ぷかぷか日記

ぷかぷか理事長タカサキによる元気日記

しのちゃん

 あるケースワーカーと話をしているとき、昔担任していたしのちゃんの話がでた。いちばん苦労しただけにいちばん懐かしい生徒だ。



 しのちゃんは障害の程度でいえばいちばん重度で、いろいろ手のかかる生徒だった。中でもいきなりぶん殴ってくる暴力には本当に泣かされた。何の前触れもなく、いきなり「わーっ」と叫びながらぶん殴ってくる。ほとんど警戒していないので、げんこつがもろに顔に当たる。鼻の骨にひびが入ったり、胸に頭突きを食らって肋骨にひびが入ったり、鼻血を出しながら格闘したり、本当に大変だった。養護学校の教員は「なぐられてなんぼ」の商売、という人もいたが、しみじみ「ほんとにそうだ」と殴られながら思ったものだ。
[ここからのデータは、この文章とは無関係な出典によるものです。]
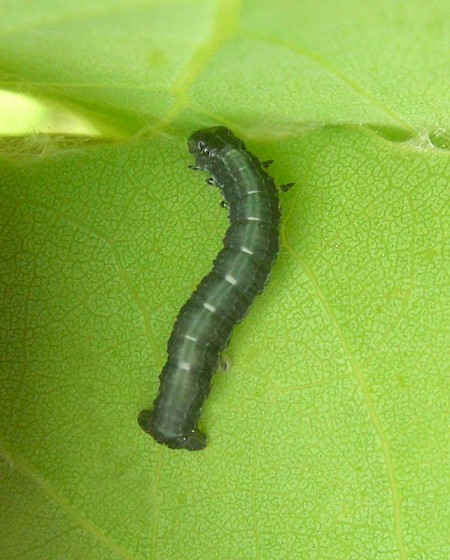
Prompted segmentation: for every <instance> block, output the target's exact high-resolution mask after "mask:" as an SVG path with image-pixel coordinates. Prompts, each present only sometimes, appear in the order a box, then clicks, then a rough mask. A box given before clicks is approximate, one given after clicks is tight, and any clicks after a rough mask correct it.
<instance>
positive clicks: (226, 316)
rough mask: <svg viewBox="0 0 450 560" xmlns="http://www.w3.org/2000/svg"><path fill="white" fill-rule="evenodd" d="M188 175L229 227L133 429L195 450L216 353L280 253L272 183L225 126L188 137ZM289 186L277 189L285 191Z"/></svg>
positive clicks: (278, 231)
mask: <svg viewBox="0 0 450 560" xmlns="http://www.w3.org/2000/svg"><path fill="white" fill-rule="evenodd" d="M188 147H189V151H190V152H191V154H192V155H193V156H194V158H195V162H196V163H195V166H192V168H193V169H200V170H203V171H207V172H209V174H210V176H211V177H210V179H208V180H207V182H209V183H211V184H215V185H216V186H217V187H219V189H220V190H221V192H222V195H223V198H224V201H223V202H224V205H225V206H226V207H227V208H228V209H229V220H230V226H229V228H228V230H227V232H226V234H225V238H224V240H223V249H222V250H221V251H220V252H219V254H218V255H217V257H216V259H215V260H214V262H213V267H212V270H211V272H210V273H209V274H208V275H207V276H205V278H203V280H202V281H201V282H200V284H199V285H198V286H197V288H196V290H195V291H194V293H193V294H192V295H191V297H190V298H189V299H188V301H187V302H186V303H185V304H184V305H183V307H182V308H181V310H180V312H179V314H178V317H177V319H176V321H175V325H174V328H173V331H172V334H171V335H170V338H169V341H168V344H167V362H166V364H165V366H164V368H163V370H162V372H161V374H160V377H159V380H160V386H159V392H158V395H157V397H156V399H155V400H154V402H153V407H152V408H151V409H148V410H147V409H146V410H143V411H141V413H140V414H139V416H138V423H139V425H140V426H141V428H142V429H143V430H144V431H145V432H147V433H149V434H150V435H151V436H152V437H153V438H154V439H155V440H156V441H157V442H158V443H161V444H165V445H167V446H169V447H170V448H172V449H180V448H184V449H188V450H190V451H195V450H200V449H203V448H204V447H205V446H206V436H205V434H204V433H203V432H201V431H200V429H199V428H198V426H197V423H198V420H199V417H200V414H201V410H202V406H203V402H204V401H205V399H206V397H207V396H208V394H209V392H210V389H211V379H212V376H213V374H214V373H215V371H216V369H217V367H218V363H219V358H220V353H221V352H222V350H223V349H224V348H225V347H226V345H227V343H228V341H229V339H230V336H231V331H232V330H233V327H234V325H235V324H236V323H239V322H240V321H241V320H242V319H243V318H244V317H245V315H246V314H247V312H248V310H249V308H250V305H251V303H252V301H253V299H254V297H255V296H256V295H257V294H259V293H260V292H262V290H263V288H264V286H265V284H266V282H267V279H268V277H269V274H270V271H271V269H272V265H273V263H274V262H275V259H276V257H277V253H278V249H279V229H280V206H279V199H278V194H277V189H276V186H275V183H274V180H273V179H272V177H270V176H269V175H268V174H267V173H266V171H265V170H264V167H267V165H268V164H270V163H272V162H266V164H261V163H260V162H259V161H258V159H257V158H256V157H255V156H254V155H252V154H251V153H250V152H248V151H247V149H246V147H245V144H244V142H243V141H242V140H240V139H239V138H237V137H236V136H235V135H234V134H233V133H232V132H231V131H230V130H229V129H228V128H225V127H223V126H216V127H213V128H207V129H204V130H199V131H196V132H194V133H193V134H192V135H191V136H190V138H189V140H188ZM292 184H293V183H290V184H289V185H285V186H284V187H282V188H283V189H284V190H286V188H289V187H290V186H292Z"/></svg>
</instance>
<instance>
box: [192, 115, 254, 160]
mask: <svg viewBox="0 0 450 560" xmlns="http://www.w3.org/2000/svg"><path fill="white" fill-rule="evenodd" d="M188 146H189V151H190V152H191V154H192V155H193V156H194V158H195V161H196V164H197V167H198V168H200V169H203V170H205V171H211V169H212V167H213V165H214V164H215V163H216V162H217V161H219V160H221V159H222V158H223V157H224V156H225V155H226V153H227V152H229V151H230V150H234V149H238V150H241V149H245V144H244V142H242V140H240V139H239V138H237V137H236V136H235V135H234V134H233V133H232V132H231V130H230V129H228V128H226V127H225V126H214V127H212V128H205V129H203V130H197V131H196V132H194V133H193V134H192V135H191V136H190V137H189V140H188Z"/></svg>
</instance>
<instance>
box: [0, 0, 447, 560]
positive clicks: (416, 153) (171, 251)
mask: <svg viewBox="0 0 450 560" xmlns="http://www.w3.org/2000/svg"><path fill="white" fill-rule="evenodd" d="M2 10H3V13H2V18H1V24H0V25H1V35H0V57H1V59H0V60H1V62H0V76H1V82H2V84H3V87H5V88H9V89H11V90H20V91H27V92H30V93H34V94H36V95H39V96H40V97H41V98H44V99H46V100H47V102H50V101H51V102H57V103H58V104H59V105H60V106H64V107H67V108H72V109H75V110H77V111H79V112H81V113H83V114H84V115H85V116H90V117H91V119H92V120H93V121H95V123H96V125H97V127H98V128H99V129H100V130H101V131H102V132H103V134H104V137H103V138H102V140H101V141H98V140H97V141H92V140H91V141H87V140H85V139H81V138H74V139H69V138H65V137H49V136H30V137H25V138H22V139H17V138H10V139H5V140H3V142H2V144H1V147H0V154H1V159H0V177H1V181H0V196H1V200H2V205H1V207H0V210H1V221H0V224H1V226H0V232H1V233H0V240H1V241H0V247H1V259H2V263H3V264H2V268H1V271H0V274H1V276H2V280H1V286H2V290H3V297H2V300H1V301H2V315H1V316H2V319H1V325H0V326H1V339H0V342H1V346H2V362H1V363H2V367H1V369H0V374H1V387H2V395H1V396H2V399H1V402H2V403H3V404H2V412H1V415H0V438H1V441H0V445H1V452H2V457H3V462H2V463H1V472H2V487H1V488H2V489H1V500H0V519H1V523H0V527H1V529H0V536H1V539H0V541H1V542H2V545H1V557H2V559H7V560H10V559H11V560H12V559H14V560H16V559H18V558H19V559H21V560H24V559H25V560H40V559H45V560H51V559H59V558H64V559H69V560H70V559H74V560H75V559H76V560H78V559H80V558H89V559H91V558H92V559H94V558H95V559H96V560H97V559H99V560H102V559H119V558H126V559H138V558H141V559H150V558H163V559H165V560H166V559H185V558H190V559H204V558H214V557H218V558H223V559H227V558H230V559H231V558H233V559H235V558H260V559H262V558H276V559H279V558H292V557H296V556H299V557H301V558H304V559H319V558H320V559H323V558H329V559H344V558H345V559H363V558H364V559H369V560H372V559H373V560H378V559H380V558H381V559H383V560H388V559H389V560H390V559H403V560H404V559H414V560H425V559H427V560H428V559H439V560H441V559H442V560H443V559H445V558H447V557H448V556H449V552H450V547H449V542H448V530H447V523H446V520H447V519H448V513H449V512H448V500H447V497H446V486H447V485H448V478H449V469H448V462H446V459H445V458H446V457H448V451H449V449H448V435H447V431H448V426H447V425H446V419H447V416H448V389H447V379H446V372H448V369H449V360H448V347H449V336H448V334H449V331H448V312H447V307H448V305H447V301H448V291H449V290H448V285H449V282H448V262H447V261H448V259H447V256H448V234H449V232H448V230H449V223H448V202H447V201H448V176H449V163H448V161H449V160H448V147H449V144H450V143H449V142H448V132H447V129H448V115H449V102H448V93H447V92H448V86H449V84H448V78H447V76H448V69H447V66H448V46H449V45H448V33H447V34H446V33H445V22H446V21H448V15H449V14H448V11H449V9H448V7H447V5H444V4H443V3H442V2H437V1H436V2H433V1H431V2H427V3H426V4H425V3H423V2H420V1H412V2H411V1H408V2H406V1H405V2H402V1H398V0H397V1H395V2H392V1H390V2H383V1H381V0H376V1H375V2H374V1H372V2H370V3H369V2H363V3H361V2H353V1H347V2H340V3H332V5H329V3H325V2H307V1H304V2H287V1H282V2H271V1H268V2H264V3H261V2H250V1H248V2H243V3H239V2H237V1H229V2H222V3H220V2H196V1H190V2H188V1H173V2H164V3H162V2H150V1H141V2H134V3H132V4H130V3H129V2H128V3H125V2H123V1H122V0H121V1H111V0H110V1H106V0H104V1H103V2H101V1H100V2H96V3H95V4H93V3H92V2H86V1H79V2H77V3H75V4H70V5H67V4H66V3H63V2H61V1H60V0H53V1H52V2H50V1H41V2H39V3H34V4H33V5H29V6H28V5H27V9H26V10H24V9H23V5H21V3H17V2H14V3H13V2H3V5H2ZM218 123H221V124H226V125H228V126H230V127H231V128H232V129H233V130H234V131H235V132H236V133H238V134H239V135H242V137H244V138H245V140H246V142H247V143H248V146H249V148H250V149H251V151H253V152H254V153H255V154H257V155H258V157H260V158H261V159H262V160H264V159H269V158H273V159H275V164H274V165H273V166H272V167H271V173H272V174H273V176H274V177H275V178H276V181H277V183H278V184H282V183H283V182H287V181H292V180H294V181H296V186H295V187H294V188H293V189H292V190H291V191H290V192H289V193H286V194H285V195H283V197H282V206H283V231H282V241H283V244H282V250H281V252H280V256H279V259H278V261H277V263H276V266H275V267H274V271H273V273H272V276H271V281H270V283H269V284H268V286H267V288H266V290H265V292H264V294H263V295H262V296H261V297H259V298H257V299H256V301H255V303H254V305H253V307H252V310H251V312H250V314H249V315H248V317H247V318H246V319H245V321H244V322H243V323H242V324H241V325H239V326H238V327H237V328H236V330H235V333H234V336H233V338H232V342H231V345H230V348H229V350H228V354H229V355H230V356H231V358H232V361H233V368H232V370H231V372H230V373H229V374H224V375H220V376H217V378H216V379H215V382H214V387H213V391H212V393H211V396H210V398H209V399H208V402H207V405H206V407H205V411H204V414H203V416H202V423H203V427H204V428H205V431H206V432H207V434H208V437H209V445H208V447H207V448H206V449H205V450H204V451H203V452H201V453H188V452H183V451H179V452H174V451H172V450H169V449H165V448H163V447H161V446H158V445H157V444H155V443H154V442H153V441H152V440H151V439H150V438H149V437H148V436H146V435H145V434H143V433H142V432H141V431H140V430H139V428H138V427H137V424H136V416H137V413H138V411H139V410H140V409H141V408H142V407H143V406H147V405H148V404H150V402H151V401H152V398H153V396H154V394H155V392H156V390H157V375H158V373H159V371H160V369H161V367H162V365H163V363H164V358H165V346H166V342H167V338H168V336H169V334H170V331H171V328H172V325H173V321H174V318H175V316H176V314H177V312H178V310H179V308H180V306H181V304H182V303H184V301H185V300H186V299H187V297H188V296H189V294H190V293H191V291H192V290H193V289H194V287H195V286H196V284H197V283H198V281H199V280H200V279H201V278H202V276H203V275H204V274H206V273H207V272H208V271H209V269H210V266H211V260H212V258H213V257H214V255H215V254H216V253H217V251H218V249H219V248H220V246H221V239H222V236H223V234H224V232H225V229H226V227H227V218H226V213H225V212H224V211H223V210H222V209H221V208H220V207H219V200H220V197H219V194H218V192H217V191H216V190H214V189H213V188H210V187H207V186H205V185H204V179H205V178H206V176H204V175H202V174H194V173H192V172H191V171H190V170H188V169H187V165H188V164H190V163H192V161H191V158H190V156H189V154H188V152H187V148H186V138H187V136H188V134H189V133H190V132H192V130H194V129H196V128H200V127H201V126H207V125H210V124H218ZM111 138H114V139H115V141H114V142H110V141H108V140H110V139H111ZM119 139H120V140H119ZM446 251H447V252H446Z"/></svg>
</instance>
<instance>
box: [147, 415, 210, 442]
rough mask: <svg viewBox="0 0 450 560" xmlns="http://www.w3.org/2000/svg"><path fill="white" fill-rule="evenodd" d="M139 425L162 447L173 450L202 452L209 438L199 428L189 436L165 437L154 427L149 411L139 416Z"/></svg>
mask: <svg viewBox="0 0 450 560" xmlns="http://www.w3.org/2000/svg"><path fill="white" fill-rule="evenodd" d="M137 420H138V424H139V426H140V427H141V429H142V430H143V431H144V432H145V433H147V434H150V435H151V436H152V438H153V439H154V440H155V441H156V442H157V443H160V444H162V445H167V447H170V448H171V449H187V450H188V451H201V450H202V449H204V448H205V447H206V444H207V438H206V436H205V434H204V433H203V432H201V431H200V430H199V429H198V428H194V429H193V430H192V431H191V432H190V433H189V435H187V436H185V435H180V436H175V437H167V436H164V435H163V434H161V433H160V432H159V430H157V429H156V427H155V425H154V418H153V411H152V410H149V409H144V410H141V412H140V413H139V415H138V419H137Z"/></svg>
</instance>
 ふつうならこういう人には1メートル以上は近づかないとか、いつも警戒態勢を取るとかするのだが、ぼくはそういうことは全くしなかった。1メートル以上近づかないどころか、いつもべったりそばにくっついていたし、警戒は全くしなかった。だからしょっちゅう殴られたりけられたりしていた。別に意識してそうしていたわけではなく、しのちゃんが好きだったのだ。殴られても、けられてもしのちゃんがなぜか好きだった。



 しのちゃんは全く言葉をしゃべらなかった。その分、というか、笑顔が素敵だった。しのちゃんが笑うと、それだけでぼくは幸せな気持ちだった。殴られた痛みや怒りをいっぺんに帳消しにしてしまうくらいの魅力がしのちゃんの笑顔にはあった。この笑顔があったから、ぼくは殴られてもけられても、しのちゃんのそばにいつもいた。



  養護学校だからこういう対応ができたが、社会に出ると、そうもいかない。卒業するときも、週一回くらい通える場所は何とか見つかったが、それ以外は施設で暮らすしかなかった。今どうしているのだろう、となんだか無性に会いたくなった。今度施設に電話してみよう。